In our work with busy professionals at my company LifeXT, this has emerged as the central challenge to beginning a mindfulness practice. Many people have been persuaded by the science. They’re eager to experience the benefits of meditation, and yet they simply don’t have time to do it.

If you are one of those people who doesn’t have time to meditate, here’s an alternative approach worth considering. It’s called “integrated mindfulness.” It’s the practice of weaving small moments of mind training into the midst of the chaos of everyday life, especially those moments when you’re walking from place to place. Think of it as meditation meets your walk to the coffee shop, to a meeting, or to the train station.

And it’s worth pointing out that combining walking and meditation isn’t some trendy new mindfulness tip. It’s one of the classic styles of meditation. It’s a way to solve the time challenge of meditation by integrating the practice into those throwaway moments in the workday.

Here’s how to do it.

Step 1: Notice that you are walking.

This may sound like a strange tip. But noticing that you are walking — that you now have a brief space in your day to shift your attention to the present moment — is the essential first step. It’s the inner gong that signals your walking meditation has begun.

Step 2: Slow down to find your natural pace.

The first thing to notice is your pace. If you’re like most people, you may notice that you walk from meeting to meeting or event to event like an amateur race walker. It’s a hurried pace that matches your rushing mind. 

To shift both the speed of your legs and the speed of your thoughts, try slowing down just a little bit.
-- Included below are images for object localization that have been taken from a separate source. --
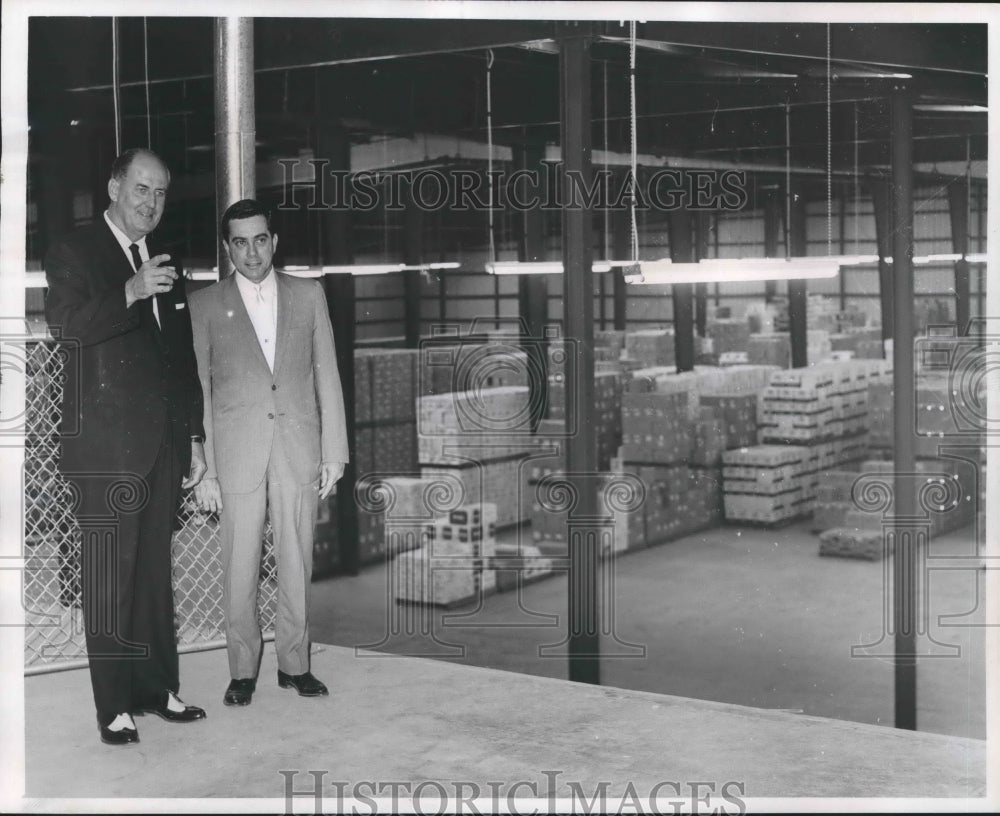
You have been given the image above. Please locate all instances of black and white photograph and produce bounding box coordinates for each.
[0,1,996,812]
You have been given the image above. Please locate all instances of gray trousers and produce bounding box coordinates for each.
[219,443,318,679]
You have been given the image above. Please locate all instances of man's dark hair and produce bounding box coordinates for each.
[109,147,169,181]
[220,199,272,241]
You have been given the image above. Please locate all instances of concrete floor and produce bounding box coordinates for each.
[25,643,986,802]
[21,519,989,805]
[311,520,987,740]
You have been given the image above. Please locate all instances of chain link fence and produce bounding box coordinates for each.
[22,340,278,671]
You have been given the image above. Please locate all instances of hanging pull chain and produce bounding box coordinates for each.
[486,49,496,264]
[144,18,152,149]
[629,20,638,264]
[826,23,833,256]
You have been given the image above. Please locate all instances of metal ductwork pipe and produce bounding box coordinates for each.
[214,17,256,278]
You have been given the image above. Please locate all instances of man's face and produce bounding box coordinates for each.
[107,153,170,241]
[224,215,278,283]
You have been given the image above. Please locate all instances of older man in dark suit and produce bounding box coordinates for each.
[45,147,208,746]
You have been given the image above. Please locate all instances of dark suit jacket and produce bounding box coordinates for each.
[44,219,204,480]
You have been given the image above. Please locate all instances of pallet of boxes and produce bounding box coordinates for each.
[722,360,883,529]
[416,337,555,597]
[393,503,498,608]
[613,364,770,550]
[820,336,982,560]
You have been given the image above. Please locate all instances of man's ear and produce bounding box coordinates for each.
[271,233,279,255]
[108,177,120,203]
[221,238,233,264]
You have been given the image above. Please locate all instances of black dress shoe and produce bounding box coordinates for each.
[134,690,207,723]
[224,678,256,706]
[99,723,139,746]
[277,670,328,697]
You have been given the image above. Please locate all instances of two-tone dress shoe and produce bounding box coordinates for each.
[224,678,256,706]
[277,670,328,697]
[134,690,207,723]
[99,714,139,746]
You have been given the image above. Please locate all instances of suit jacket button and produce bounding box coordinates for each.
[268,413,275,419]
[272,385,277,391]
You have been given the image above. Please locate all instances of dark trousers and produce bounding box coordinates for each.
[72,426,182,727]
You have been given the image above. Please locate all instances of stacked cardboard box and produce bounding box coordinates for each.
[699,393,757,450]
[620,391,691,464]
[809,470,861,533]
[818,528,886,560]
[690,408,726,467]
[394,503,497,606]
[417,386,534,464]
[422,456,529,529]
[855,339,886,360]
[630,464,723,547]
[760,363,875,443]
[628,364,777,421]
[492,542,556,592]
[748,334,791,369]
[722,444,816,524]
[625,329,676,367]
[548,369,624,469]
[355,348,420,476]
[840,458,977,538]
[707,319,752,356]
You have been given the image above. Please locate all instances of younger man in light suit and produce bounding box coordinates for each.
[190,199,348,705]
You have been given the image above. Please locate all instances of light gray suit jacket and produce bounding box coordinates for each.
[189,272,348,495]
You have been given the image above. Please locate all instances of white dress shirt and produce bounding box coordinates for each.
[104,210,160,327]
[235,269,278,372]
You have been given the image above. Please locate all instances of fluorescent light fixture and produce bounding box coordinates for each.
[400,262,461,271]
[913,253,962,264]
[25,272,47,289]
[280,266,323,278]
[628,257,843,285]
[321,264,406,276]
[189,269,218,281]
[966,253,987,264]
[914,104,987,114]
[485,260,619,275]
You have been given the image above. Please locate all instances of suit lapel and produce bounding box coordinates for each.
[272,273,293,379]
[222,273,273,375]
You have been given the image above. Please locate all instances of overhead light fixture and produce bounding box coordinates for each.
[321,264,406,276]
[914,104,987,114]
[485,260,627,275]
[401,262,461,271]
[966,253,987,264]
[626,257,848,285]
[913,253,962,264]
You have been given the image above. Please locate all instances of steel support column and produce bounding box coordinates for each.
[890,85,917,731]
[516,141,550,429]
[559,22,599,685]
[947,180,971,334]
[314,74,359,577]
[870,174,895,345]
[787,183,809,368]
[763,188,782,304]
[611,167,631,331]
[403,191,424,348]
[668,208,696,372]
[213,17,256,279]
[694,212,711,337]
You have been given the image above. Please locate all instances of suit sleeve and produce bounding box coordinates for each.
[44,237,140,347]
[311,282,349,465]
[189,294,218,480]
[172,273,205,440]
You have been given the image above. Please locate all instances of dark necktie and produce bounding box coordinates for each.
[128,242,143,273]
[129,243,160,333]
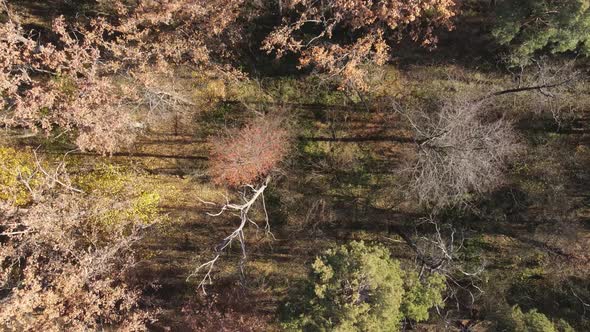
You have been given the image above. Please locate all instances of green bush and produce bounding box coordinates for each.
[504,306,576,332]
[280,241,446,332]
[401,271,446,322]
[556,319,576,332]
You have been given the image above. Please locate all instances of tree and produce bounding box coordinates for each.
[0,0,254,153]
[492,0,590,65]
[1,0,457,152]
[498,306,576,332]
[402,270,447,322]
[263,0,458,90]
[209,116,291,187]
[191,115,292,293]
[0,151,157,330]
[280,241,446,331]
[402,217,486,309]
[397,96,521,208]
[0,15,135,154]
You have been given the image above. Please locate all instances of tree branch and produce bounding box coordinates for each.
[188,176,273,294]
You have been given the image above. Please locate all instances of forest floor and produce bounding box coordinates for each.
[7,64,585,331]
[2,0,590,331]
[3,59,589,330]
[4,4,590,329]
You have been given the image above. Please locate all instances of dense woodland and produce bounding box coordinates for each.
[1,0,589,331]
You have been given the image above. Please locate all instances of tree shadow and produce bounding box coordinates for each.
[300,135,414,144]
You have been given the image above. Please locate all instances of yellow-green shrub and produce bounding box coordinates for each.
[74,163,161,228]
[129,191,161,224]
[193,78,227,105]
[0,147,40,206]
[99,191,161,227]
[74,163,129,194]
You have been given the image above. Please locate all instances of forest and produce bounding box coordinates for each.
[0,0,589,331]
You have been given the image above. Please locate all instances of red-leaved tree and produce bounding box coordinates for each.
[190,116,291,293]
[209,116,291,187]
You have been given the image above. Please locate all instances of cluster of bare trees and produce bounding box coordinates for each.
[384,61,584,325]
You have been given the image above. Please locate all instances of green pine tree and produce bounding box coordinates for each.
[493,0,590,65]
[280,241,446,332]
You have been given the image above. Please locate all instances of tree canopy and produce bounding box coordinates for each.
[280,241,446,331]
[493,0,590,64]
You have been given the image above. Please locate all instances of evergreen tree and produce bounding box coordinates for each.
[493,0,590,64]
[501,306,576,332]
[280,241,446,332]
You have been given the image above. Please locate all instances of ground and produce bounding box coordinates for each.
[3,2,590,329]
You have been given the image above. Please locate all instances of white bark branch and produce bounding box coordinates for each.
[188,176,273,294]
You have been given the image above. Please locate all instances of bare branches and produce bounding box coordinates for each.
[406,217,486,311]
[481,77,576,100]
[31,148,83,194]
[570,286,590,316]
[413,219,484,277]
[477,59,581,127]
[188,177,273,294]
[397,97,521,209]
[13,148,83,205]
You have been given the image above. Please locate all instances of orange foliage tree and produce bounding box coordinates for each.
[0,0,256,153]
[209,116,291,187]
[263,0,458,90]
[2,1,458,152]
[0,17,135,153]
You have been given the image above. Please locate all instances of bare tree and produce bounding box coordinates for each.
[190,176,273,294]
[397,97,521,209]
[505,58,581,128]
[392,216,486,319]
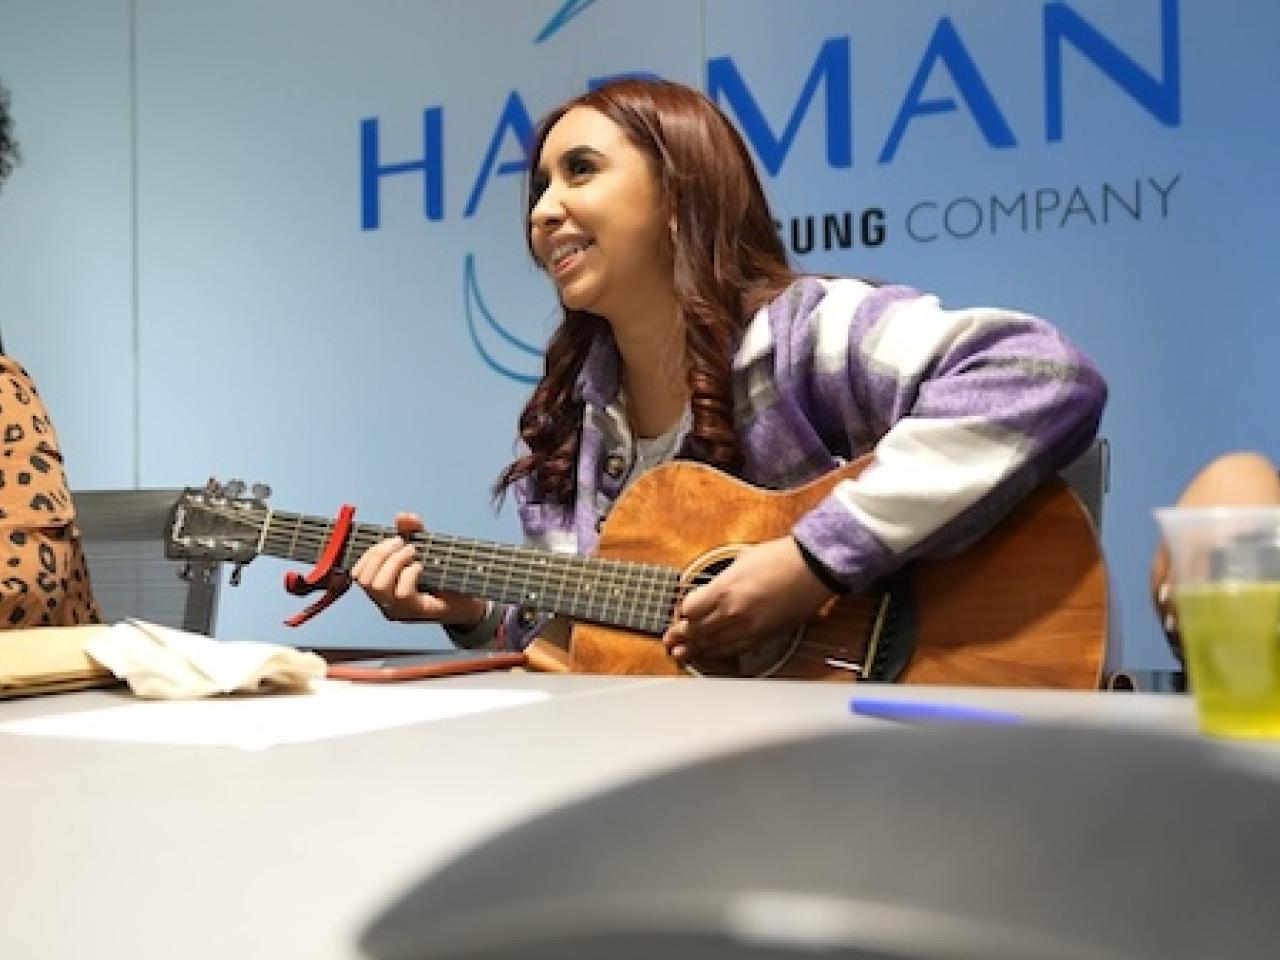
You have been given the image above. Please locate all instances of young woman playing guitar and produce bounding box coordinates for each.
[351,78,1108,678]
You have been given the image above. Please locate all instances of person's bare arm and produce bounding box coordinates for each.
[1152,452,1280,648]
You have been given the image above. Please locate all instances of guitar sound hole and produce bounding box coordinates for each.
[679,556,802,679]
[684,629,802,679]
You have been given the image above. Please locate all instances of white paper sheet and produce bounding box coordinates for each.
[0,680,548,749]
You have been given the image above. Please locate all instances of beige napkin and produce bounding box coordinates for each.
[84,620,326,700]
[0,624,117,698]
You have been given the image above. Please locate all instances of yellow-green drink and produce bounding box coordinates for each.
[1175,581,1280,737]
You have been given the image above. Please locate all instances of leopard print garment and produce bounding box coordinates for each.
[0,356,101,627]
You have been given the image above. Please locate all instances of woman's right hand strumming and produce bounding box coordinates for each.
[351,512,489,628]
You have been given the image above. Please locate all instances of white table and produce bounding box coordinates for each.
[0,674,1254,959]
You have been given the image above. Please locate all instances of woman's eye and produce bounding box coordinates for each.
[568,157,595,178]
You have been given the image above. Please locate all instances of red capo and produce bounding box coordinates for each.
[283,504,356,627]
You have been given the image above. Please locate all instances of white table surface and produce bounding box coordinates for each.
[0,674,1261,959]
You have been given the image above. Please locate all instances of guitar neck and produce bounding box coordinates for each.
[256,509,680,635]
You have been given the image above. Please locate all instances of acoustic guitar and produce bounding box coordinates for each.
[165,459,1106,688]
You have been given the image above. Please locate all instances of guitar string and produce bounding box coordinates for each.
[189,503,695,630]
[188,501,883,620]
[186,500,884,672]
[249,507,760,599]
[352,525,686,618]
[184,500,881,637]
[197,502,684,589]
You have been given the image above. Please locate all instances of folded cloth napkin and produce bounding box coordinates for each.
[84,620,326,700]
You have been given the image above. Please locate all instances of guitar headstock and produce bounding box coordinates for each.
[165,479,272,565]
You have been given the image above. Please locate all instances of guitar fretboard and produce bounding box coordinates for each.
[246,507,683,636]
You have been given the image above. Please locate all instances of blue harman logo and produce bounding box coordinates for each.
[359,0,1182,383]
[535,1,598,44]
[465,2,606,385]
[463,253,542,385]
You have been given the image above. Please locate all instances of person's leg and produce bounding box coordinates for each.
[1151,452,1280,654]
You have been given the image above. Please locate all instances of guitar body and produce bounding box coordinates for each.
[558,460,1106,689]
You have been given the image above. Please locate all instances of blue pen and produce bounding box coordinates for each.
[850,697,1022,726]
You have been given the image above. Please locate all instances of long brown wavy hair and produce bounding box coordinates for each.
[496,78,794,504]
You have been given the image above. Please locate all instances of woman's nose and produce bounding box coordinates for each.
[530,184,565,229]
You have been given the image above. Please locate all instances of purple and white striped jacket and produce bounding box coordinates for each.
[495,276,1107,650]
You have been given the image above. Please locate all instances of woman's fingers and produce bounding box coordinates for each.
[351,535,419,617]
[394,512,424,535]
[663,538,834,664]
[663,604,733,662]
[395,559,426,605]
[369,542,414,595]
[349,513,483,623]
[352,535,403,581]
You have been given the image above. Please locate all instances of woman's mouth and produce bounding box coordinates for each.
[549,239,593,276]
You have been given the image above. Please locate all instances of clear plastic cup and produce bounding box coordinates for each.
[1154,506,1280,737]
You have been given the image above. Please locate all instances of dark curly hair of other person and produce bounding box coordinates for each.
[0,80,19,189]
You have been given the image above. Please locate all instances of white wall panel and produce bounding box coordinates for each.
[0,0,135,488]
[2,0,1277,668]
[133,0,701,647]
[706,0,1279,669]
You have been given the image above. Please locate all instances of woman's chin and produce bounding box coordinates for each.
[555,284,600,314]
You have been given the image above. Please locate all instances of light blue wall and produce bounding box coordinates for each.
[0,0,135,484]
[1,0,1275,669]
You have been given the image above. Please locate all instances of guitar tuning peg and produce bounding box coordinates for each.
[224,480,246,498]
[229,562,245,587]
[177,562,193,582]
[251,483,272,500]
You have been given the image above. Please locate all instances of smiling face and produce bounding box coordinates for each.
[528,106,674,324]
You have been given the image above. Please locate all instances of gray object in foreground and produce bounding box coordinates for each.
[362,723,1279,960]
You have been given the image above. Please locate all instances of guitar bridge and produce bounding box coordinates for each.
[860,569,919,683]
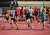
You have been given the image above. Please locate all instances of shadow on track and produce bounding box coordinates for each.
[0,28,43,31]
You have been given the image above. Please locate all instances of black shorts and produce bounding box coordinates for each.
[26,16,30,20]
[11,18,14,20]
[30,16,33,19]
[26,16,32,20]
[11,18,16,22]
[13,20,16,22]
[5,18,9,20]
[42,19,46,22]
[35,14,38,15]
[42,20,44,22]
[49,15,50,16]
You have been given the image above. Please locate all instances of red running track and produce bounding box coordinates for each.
[0,20,50,35]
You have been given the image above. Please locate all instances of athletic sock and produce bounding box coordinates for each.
[31,26,32,29]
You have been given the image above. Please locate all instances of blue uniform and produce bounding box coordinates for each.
[41,14,47,22]
[10,14,16,22]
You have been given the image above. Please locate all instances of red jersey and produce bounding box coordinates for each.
[24,9,27,14]
[18,9,20,15]
[15,9,20,15]
[6,10,9,14]
[34,9,38,14]
[33,9,35,14]
[20,9,24,15]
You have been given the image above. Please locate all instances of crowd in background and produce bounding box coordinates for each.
[0,6,50,21]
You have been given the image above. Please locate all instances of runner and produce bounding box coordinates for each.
[2,10,9,28]
[26,10,33,29]
[34,6,38,20]
[15,8,20,22]
[10,12,19,30]
[20,7,25,21]
[28,7,33,24]
[40,12,48,30]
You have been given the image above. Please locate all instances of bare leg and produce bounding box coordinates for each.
[11,20,13,28]
[4,19,6,28]
[27,19,32,29]
[14,21,19,30]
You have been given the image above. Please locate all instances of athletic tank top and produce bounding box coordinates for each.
[6,14,9,18]
[44,8,46,14]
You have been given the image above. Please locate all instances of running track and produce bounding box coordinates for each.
[0,20,50,35]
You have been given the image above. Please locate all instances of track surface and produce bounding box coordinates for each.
[0,20,50,35]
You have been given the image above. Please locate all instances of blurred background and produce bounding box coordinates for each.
[0,0,50,10]
[0,0,50,20]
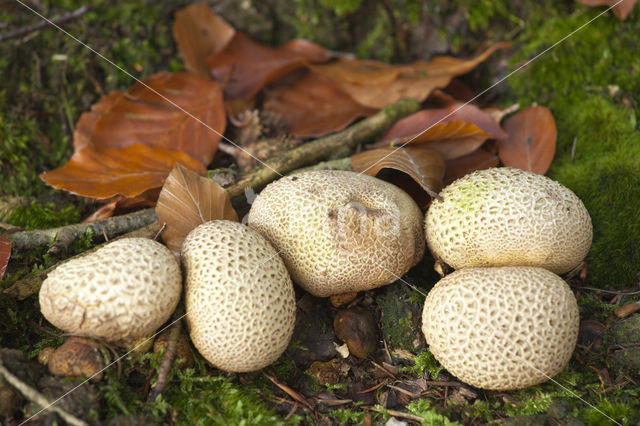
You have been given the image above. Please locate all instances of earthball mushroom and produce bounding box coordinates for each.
[247,170,424,297]
[422,266,579,390]
[182,220,296,373]
[39,238,181,345]
[425,167,592,274]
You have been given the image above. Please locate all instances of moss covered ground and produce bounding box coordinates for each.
[1,1,639,424]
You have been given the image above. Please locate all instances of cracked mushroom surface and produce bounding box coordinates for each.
[39,238,181,345]
[425,167,592,274]
[422,266,580,390]
[182,220,296,373]
[247,170,425,297]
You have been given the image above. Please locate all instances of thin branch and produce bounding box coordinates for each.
[148,308,184,402]
[365,406,424,422]
[0,360,87,426]
[0,5,90,42]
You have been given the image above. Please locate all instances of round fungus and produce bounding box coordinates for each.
[39,238,182,345]
[182,220,296,373]
[422,266,579,390]
[425,167,592,274]
[247,170,425,297]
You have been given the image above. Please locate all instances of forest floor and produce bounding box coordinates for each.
[1,1,639,425]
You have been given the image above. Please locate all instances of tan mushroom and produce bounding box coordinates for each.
[425,167,592,274]
[39,238,181,345]
[422,266,579,390]
[182,220,296,373]
[247,170,424,297]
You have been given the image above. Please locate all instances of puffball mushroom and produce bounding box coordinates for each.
[182,220,296,373]
[247,170,425,297]
[39,238,181,345]
[422,266,579,390]
[425,167,592,274]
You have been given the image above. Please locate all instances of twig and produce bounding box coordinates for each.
[0,5,90,42]
[4,221,162,300]
[148,308,184,402]
[7,208,157,255]
[0,359,88,426]
[364,406,424,422]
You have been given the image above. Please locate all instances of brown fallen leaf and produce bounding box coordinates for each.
[173,3,236,77]
[334,306,378,359]
[444,147,499,185]
[155,164,238,256]
[264,71,377,137]
[207,32,330,99]
[576,0,637,20]
[0,234,10,280]
[375,104,507,160]
[351,146,444,198]
[48,337,105,382]
[310,42,510,109]
[498,106,556,175]
[40,144,206,199]
[77,72,226,167]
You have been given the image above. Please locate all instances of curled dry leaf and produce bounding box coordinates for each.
[172,3,236,77]
[350,146,444,198]
[376,104,507,160]
[264,71,377,137]
[576,0,637,20]
[40,144,206,200]
[206,32,330,99]
[156,164,238,256]
[74,72,226,167]
[498,106,556,175]
[0,234,10,280]
[310,42,510,109]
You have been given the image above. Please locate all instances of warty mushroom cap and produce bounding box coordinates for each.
[422,266,580,390]
[425,167,592,274]
[39,238,182,345]
[247,170,425,297]
[182,220,296,373]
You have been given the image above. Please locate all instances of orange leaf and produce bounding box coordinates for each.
[40,144,206,199]
[263,71,377,137]
[81,72,226,167]
[156,164,238,256]
[173,3,236,77]
[444,147,499,185]
[576,0,637,20]
[351,146,444,198]
[498,106,556,175]
[376,104,507,160]
[311,42,509,109]
[206,32,330,99]
[0,234,10,281]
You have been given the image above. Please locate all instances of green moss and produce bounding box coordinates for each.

See if you can find a more natural pace, a pace that allows you to pay closer attention to what’s happening as you walk, right here, right now.

Step 3: Anchor your attention using the sensations in your feet.

A Zen master once told me that the key to walking meditation is to give the mind an anchor, a resting place in the present moment, a refuge from the endless churning of the mind. His suggestion: pay close attention to the sensations in your feet.

To do this, simply notice the cascade of sensations that arise with each step. Feel the rhythm of your feet, feel the pavement through the soles of your shoes, and notice the subtle qualities of walking.

I realize this sounds absolutely insane. But it has the powerful effect of shifting you from the ordinary habit of mind wandering into the state we’re trying to touch in meditation: the present moment. 

Step 4: Open all your senses and watch the present moment like a movie.

Paying attention to the sensations in your feet stabilizes the mind. Once this happens, once the mind stops spinning, you can then open up your awareness to everything that’s happening right now as you walk: car horns. The siren down the street. The sight of traffic lights changing, cars stopping, and other people walking in front of you.

When you do this right, when your mind gets still and stable in the present moment, it starts to feel like you’re watching reality like a movie. The narration of your thinking no longer grabs all of your attention. There’s just this: Car horn. Siren. Traffic light. Crosswalk.

Why turn your walk to work, to a meeting, or even from your desk to the bathroom into a meditation? Why not listen to a podcast or check your phone as you saunter down the street?

Two reasons. First, turning walking into mind training can make even the most mundane route fascinating. It allows you to see your world, which often goes by in a blur, through a new, fresher, more current lens.

Second, this practice allows you to alter the very structure of your brain for enhanced focus, resiliency, and productivity. It’s a more efficient but no less effective way than seated meditation to carve new neural pathways in your brain. By building the muscle of shifting from mind wandering to the present moment, you’re training the skill of attention – a skill that not only makes you happier but also plays a key role in working at peak levels of performance. 

And that’s a shift that might just change your life.